15.000.000 de francs CFA voici la somme réunit ce samedi 2 février à la Maison du Mali (Abidjan-Plateau) lors du lancement de la caravane de mobilisation de fond pour soutenir l’armée malienne qui s’engage aux côtés des forces africaines et de la France pour lutter contre les groupes islamistes du nord-Mali. Cette somme a été rassemblée par les maliens vivants en Côte d’Ivoire, les amis du mali et les autres membres de la grande communauté CEDEAO vivant en Côte d’Ivoire. Selon Dao Ibrahim le responsable à la communication du projet de collecte de fond pour le Mali, 15.000.000 de f CFA levée d’une manière aussi spontanée est un geste encourageant ! « C’est déjà bon signe ! A partir de ce lundi (NDLR : 5 février) les carnets pour l’opération vont commencer à circuler dans tous les quartiers de telle sorte que tous ceux qui peuvent donner quelque chose puissent le faire pour que ces fonds remontent à nous » a-t-il fait savoir. Les femmes maliennes vivants en Côte d’Ivoire sont conscientes que leurs sœurs et leurs enfants payent un lourd tribu dans cette guerre à eux imposé par les islamistes. De ce fait, elles n’entendent pas rester les bras croisés face à cette grande opération de mobilisation de fond pour la patrie. Berthé Madina Diallo la présidente de l’Association des femmes maliennes de Côte d’Ivoire le dit à qui veut l’entendre : « les femmes soutiendront l’effort de guerre ». Elle lance l’appel suivant : « nous invitons tous les ressortissants maliens. Que ce soit 5 f ou 1000 f, qu’ils se mobilisent pour nous venir en aide.
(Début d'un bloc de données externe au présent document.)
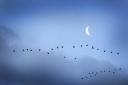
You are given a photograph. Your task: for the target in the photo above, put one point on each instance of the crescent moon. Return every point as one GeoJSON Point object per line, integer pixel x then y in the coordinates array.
{"type": "Point", "coordinates": [87, 31]}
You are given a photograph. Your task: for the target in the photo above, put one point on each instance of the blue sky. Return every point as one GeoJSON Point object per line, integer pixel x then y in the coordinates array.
{"type": "Point", "coordinates": [46, 24]}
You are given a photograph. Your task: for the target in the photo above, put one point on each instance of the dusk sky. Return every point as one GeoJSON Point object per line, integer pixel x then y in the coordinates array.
{"type": "Point", "coordinates": [46, 42]}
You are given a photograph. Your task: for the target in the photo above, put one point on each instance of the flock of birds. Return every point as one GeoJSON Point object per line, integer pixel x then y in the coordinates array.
{"type": "Point", "coordinates": [92, 47]}
{"type": "Point", "coordinates": [89, 74]}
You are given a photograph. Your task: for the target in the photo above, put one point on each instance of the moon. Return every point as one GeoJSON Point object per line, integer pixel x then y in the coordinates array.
{"type": "Point", "coordinates": [87, 30]}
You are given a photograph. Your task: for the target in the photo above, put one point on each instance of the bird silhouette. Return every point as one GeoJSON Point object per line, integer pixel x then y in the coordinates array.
{"type": "Point", "coordinates": [73, 46]}
{"type": "Point", "coordinates": [104, 51]}
{"type": "Point", "coordinates": [27, 49]}
{"type": "Point", "coordinates": [111, 52]}
{"type": "Point", "coordinates": [14, 50]}
{"type": "Point", "coordinates": [117, 53]}
{"type": "Point", "coordinates": [62, 46]}
{"type": "Point", "coordinates": [97, 49]}
{"type": "Point", "coordinates": [48, 53]}
{"type": "Point", "coordinates": [39, 49]}
{"type": "Point", "coordinates": [23, 50]}
{"type": "Point", "coordinates": [64, 56]}
{"type": "Point", "coordinates": [57, 47]}
{"type": "Point", "coordinates": [81, 45]}
{"type": "Point", "coordinates": [86, 45]}
{"type": "Point", "coordinates": [92, 47]}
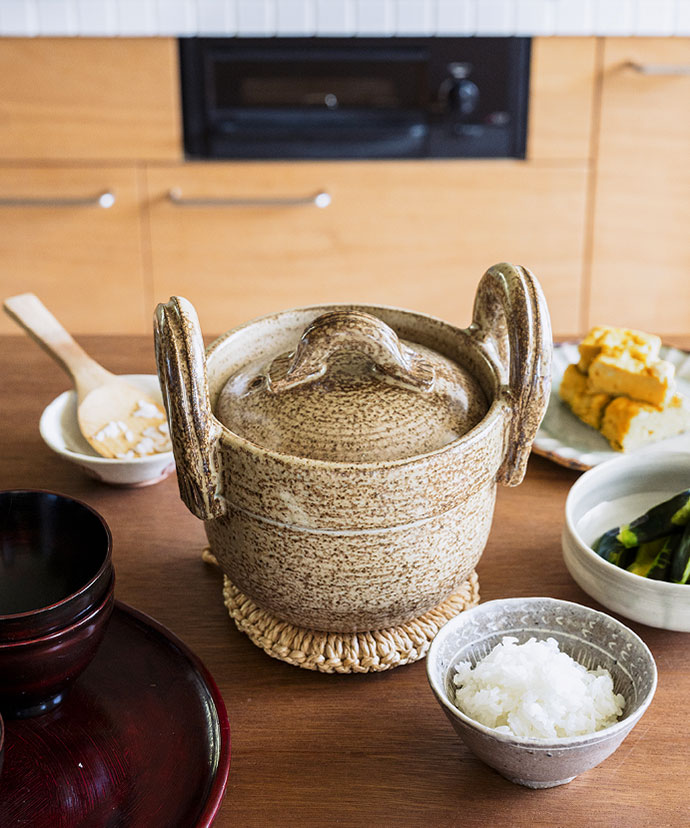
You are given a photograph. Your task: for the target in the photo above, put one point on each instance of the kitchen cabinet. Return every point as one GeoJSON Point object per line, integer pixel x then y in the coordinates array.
{"type": "Point", "coordinates": [599, 210]}
{"type": "Point", "coordinates": [562, 97]}
{"type": "Point", "coordinates": [84, 260]}
{"type": "Point", "coordinates": [641, 222]}
{"type": "Point", "coordinates": [412, 234]}
{"type": "Point", "coordinates": [89, 98]}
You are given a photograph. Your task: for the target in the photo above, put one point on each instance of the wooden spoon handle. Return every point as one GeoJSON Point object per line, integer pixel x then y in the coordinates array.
{"type": "Point", "coordinates": [29, 312]}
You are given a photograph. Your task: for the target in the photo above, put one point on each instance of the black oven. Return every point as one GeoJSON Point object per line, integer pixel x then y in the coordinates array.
{"type": "Point", "coordinates": [271, 98]}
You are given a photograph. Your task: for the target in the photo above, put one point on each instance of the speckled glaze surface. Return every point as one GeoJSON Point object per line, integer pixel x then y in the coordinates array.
{"type": "Point", "coordinates": [590, 637]}
{"type": "Point", "coordinates": [320, 529]}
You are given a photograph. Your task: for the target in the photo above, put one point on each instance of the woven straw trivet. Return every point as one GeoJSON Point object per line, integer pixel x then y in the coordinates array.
{"type": "Point", "coordinates": [363, 652]}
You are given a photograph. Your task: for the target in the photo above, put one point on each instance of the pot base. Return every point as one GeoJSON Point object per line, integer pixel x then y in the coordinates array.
{"type": "Point", "coordinates": [363, 652]}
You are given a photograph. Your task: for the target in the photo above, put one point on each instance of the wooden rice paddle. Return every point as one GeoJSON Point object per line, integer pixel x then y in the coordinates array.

Nous avons installé des sous-commissions dans chaque commune et ces sous-commissions sont dirigées de facto par les responsables de commune ». Cette proximité permettra à chaque malien d’apporter quelque chose pour soutenir son armée. Au-delà des communes d’Abidjan, c’est une vaste opération de mobilisation qui va s’ébranler dans toute la Côte d’Ivoire pour toucher les maliens dans les hameaux les plus reculés.

La cérémonie officielle marquant le lancement de la campagne de mobilisation de fond pour le Mali a été rehaussé par la présence du Président de l’Assemblée Nationale Malienne. Younoussou Touré se félicite de la mobilisation de ces compatriotes autour de leur armée et de cette cause noble qu’est la libération de leur pays. « C’est un sentiment de fierté qui m’anime et je dois vous dire que ce que nous avons vu ici est très encourageant. Nous avons vu des maliens enthousiastes rien qu’à l’idée d’apporter leur contribution à l’effort de guerre. Pour cette première levée de fond, ce qui a été collecté est vraiment très important » s’est félicité le Président de l’Assemblée Nationale Malienne. L’Ambassadeur du Mali en Côte d’Ivoire partage le sentiment de joie du Président de l’Assemblée Nationale Malienne. En tant que premier responsable de la communauté malienne vivant en Côte d’Ivoire, Son Excellence Seydou Traoré invite ses frères et sœurs à rester mobilisé pour la libération du Mali mais surtout à continuer de respecter les lois du pays d’accueil qui ne cesse de s’engager aux côtés du Mali pour une issue favorable de la crise. La vaste collecte de fond initiée par la communauté malienne se poursuit jusqu’au 25 février 2013.